Corporate Boards and Good Judgment: Does Rule 14a-8 Activism Help?

This post comes to us from Jeff Lipshaw of Suffolk University Law School.

My intuition, as a former senior vice president and general counsel of a publicly held corporation and as a theorist, is that Rule 14a-8 shareholder proposals on matters like poison pills, staggered boards, and executive compensation, bear at best a tenuous relationship to what shareholders should most want: the exercise by corporate management of exquisite judgment.

Keep in mind the complex milieu in which corporate management operates. My own experience is as a senior manager of a typical mature mid-cap company, not pathological like Enron, but not on the steep upslope of the “shareholder value creation” curve. The issues facing management in these companies are typically a mix of the following: product commoditization and obsolescence, loss of patents, pressure on R&D spending cuts, manufacturing inefficiencies, and so on. The shareholder base may be no less complex, consisting of long-term holders, short-term holders, arbitrageurs, social activists, and so on.

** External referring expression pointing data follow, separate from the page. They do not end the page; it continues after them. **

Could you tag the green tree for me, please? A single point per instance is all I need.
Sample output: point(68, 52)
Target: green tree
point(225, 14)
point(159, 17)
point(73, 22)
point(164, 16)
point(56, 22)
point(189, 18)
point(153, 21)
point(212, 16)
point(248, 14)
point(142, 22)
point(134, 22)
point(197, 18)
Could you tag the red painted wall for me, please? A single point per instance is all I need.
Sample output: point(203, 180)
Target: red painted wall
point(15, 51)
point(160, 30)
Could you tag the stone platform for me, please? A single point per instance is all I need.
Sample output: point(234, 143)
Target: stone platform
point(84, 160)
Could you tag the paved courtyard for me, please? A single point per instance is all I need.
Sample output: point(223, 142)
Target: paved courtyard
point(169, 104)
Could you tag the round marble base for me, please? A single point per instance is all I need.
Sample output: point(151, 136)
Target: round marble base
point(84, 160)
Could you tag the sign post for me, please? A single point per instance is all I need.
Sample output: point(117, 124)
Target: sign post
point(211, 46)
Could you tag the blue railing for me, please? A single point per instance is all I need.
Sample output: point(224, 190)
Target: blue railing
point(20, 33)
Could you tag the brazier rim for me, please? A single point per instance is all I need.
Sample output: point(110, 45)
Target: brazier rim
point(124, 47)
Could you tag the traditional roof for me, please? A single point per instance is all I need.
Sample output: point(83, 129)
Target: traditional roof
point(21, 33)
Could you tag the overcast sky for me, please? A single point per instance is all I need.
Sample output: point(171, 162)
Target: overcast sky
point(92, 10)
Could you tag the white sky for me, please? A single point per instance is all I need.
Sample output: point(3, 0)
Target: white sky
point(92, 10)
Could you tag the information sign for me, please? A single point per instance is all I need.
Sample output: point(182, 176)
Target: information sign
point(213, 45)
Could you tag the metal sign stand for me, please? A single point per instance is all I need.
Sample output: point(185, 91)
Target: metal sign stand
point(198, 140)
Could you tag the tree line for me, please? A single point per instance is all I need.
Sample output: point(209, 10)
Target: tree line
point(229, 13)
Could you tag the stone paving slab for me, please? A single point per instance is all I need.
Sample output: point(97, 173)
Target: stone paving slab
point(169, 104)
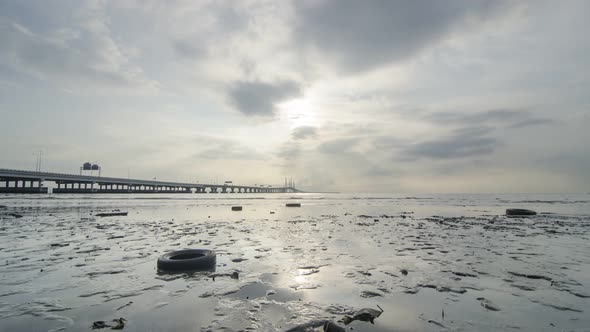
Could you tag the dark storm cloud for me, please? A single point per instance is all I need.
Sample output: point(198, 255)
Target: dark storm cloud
point(258, 98)
point(465, 142)
point(361, 35)
point(304, 132)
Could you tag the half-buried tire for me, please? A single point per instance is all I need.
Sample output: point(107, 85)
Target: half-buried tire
point(187, 260)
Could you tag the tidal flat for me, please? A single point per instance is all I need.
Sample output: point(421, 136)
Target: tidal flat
point(431, 262)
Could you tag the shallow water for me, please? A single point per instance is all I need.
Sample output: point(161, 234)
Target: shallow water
point(63, 268)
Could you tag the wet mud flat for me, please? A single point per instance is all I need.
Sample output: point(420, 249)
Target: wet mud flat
point(63, 267)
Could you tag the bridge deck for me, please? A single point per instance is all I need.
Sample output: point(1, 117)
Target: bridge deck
point(96, 184)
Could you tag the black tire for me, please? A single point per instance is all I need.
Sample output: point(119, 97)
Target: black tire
point(520, 212)
point(188, 260)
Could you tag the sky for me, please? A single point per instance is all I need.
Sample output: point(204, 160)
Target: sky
point(341, 95)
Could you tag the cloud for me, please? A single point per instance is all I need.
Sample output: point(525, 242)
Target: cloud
point(462, 143)
point(81, 57)
point(258, 98)
point(289, 151)
point(339, 145)
point(304, 132)
point(361, 35)
point(218, 148)
point(510, 118)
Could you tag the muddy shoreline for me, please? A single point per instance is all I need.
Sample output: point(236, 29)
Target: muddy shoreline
point(64, 267)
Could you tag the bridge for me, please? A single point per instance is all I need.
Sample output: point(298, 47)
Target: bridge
point(29, 182)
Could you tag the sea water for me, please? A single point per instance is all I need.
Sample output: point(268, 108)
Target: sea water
point(431, 262)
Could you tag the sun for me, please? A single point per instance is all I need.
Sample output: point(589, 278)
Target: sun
point(298, 112)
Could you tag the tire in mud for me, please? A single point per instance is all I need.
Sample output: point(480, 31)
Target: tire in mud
point(187, 260)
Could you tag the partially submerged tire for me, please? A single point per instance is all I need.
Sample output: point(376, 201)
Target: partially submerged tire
point(520, 212)
point(187, 260)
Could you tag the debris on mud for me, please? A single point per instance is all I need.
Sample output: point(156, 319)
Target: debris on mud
point(111, 214)
point(488, 304)
point(364, 315)
point(233, 275)
point(117, 324)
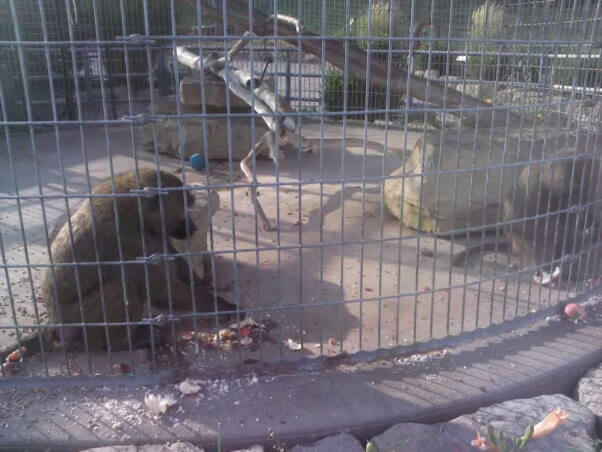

In our company, from 1998 to 2002, even as labor union pension funds filed shareholder proposals on the poison pill and the staggered board every year, two significant institutions, Berkshire Hathaway and Brandes Investment, increased their stake in the company from nothing to over 30% of the outstanding shares. The board redeemed the poison pill in early 2002 and sponsored a charter amendment to de-stagger the board in 2003.

Even though the proposals prompted the board’s actions, the question is whether they were meaningful to “good governance.” If y=f(x), with y being good governance and x being inputs having that functional output, I contend that the most we might hope for, given real-world complexity, are inputs that have some relationship to exquisite judgment. Are the elements of the corporate law in the proposals ones that drive good judgment? If our experience was typical (and I suspect it was), our two biggest shareholders demonstrated that they had questionable predictive power in the good judgment/good governance function.

Why this was so? I suggest judgment under complexity has defied all attempts at reduction to regression, model, or algorithm, at least to someone who is in, and not merely observing, the game. This kind of shareholder activism is one more example of what I describe in Law’s Illusion: Scientific Jurisprudence and the Struggle with Judgment as “scientific jurisprudence,” the way lawyers since Holmes (practicing and academic) have come to look at the law.

Shareholder activism under Rule 14a-8 is one area in which I have come to think that Holmes’ vision of the law does a disservice. In contrast to legal judgments, making judgments that involve the law goes beyond a prediction of what the adjudicator will do. It recognizes that adjudication, or even the legal system, is not the only game in which the next move must be assessed. As I discuss in the paper, even if we could reduce judgment to an algorithm, for the players in the game, there is a recursiveness problem with an infinite regress: whether applied to the judgment of others or to oneself, judgment piles on judgment piles on judgment, all the way down. This kind of shareholder activism merely privileges a particular model of corporate governance – a company characterized by particular choices under corporate law – without any showing that the model makes a difference in the judgment-making of the game players.

In Models and Games: The Difference Between Explanation and Understanding for Lawyers and Ethicists, I explore in more detail the problem of the objective and the subjective in dealing with rule-based systems. The article suggests that there is real danger in confusing models and games (which bear a “family resemblance” as philosophers of language might say) both for modelers and game-players. For the players, are accounting systems like GAAP models or games? Are they meant to convey a useful picture, less complex than a full description, of the financial condition of the business, or are they rules to be interpreted and manipulated to win the “earnings” game? For the observers, do the explanatory models have anything to do with what is meaningful to the players – that is, do the observers understand, from the players’ subjective point of view, what is going on?

Rule 14a-8 activism suffers from the latter problem. The models of governance may yield academic insights, but they are not meaningful to game players like directors, managers, and most shareholders. Instead, they appear to be the game pieces of players like labor unions and social activists with political or economic agendas of their own.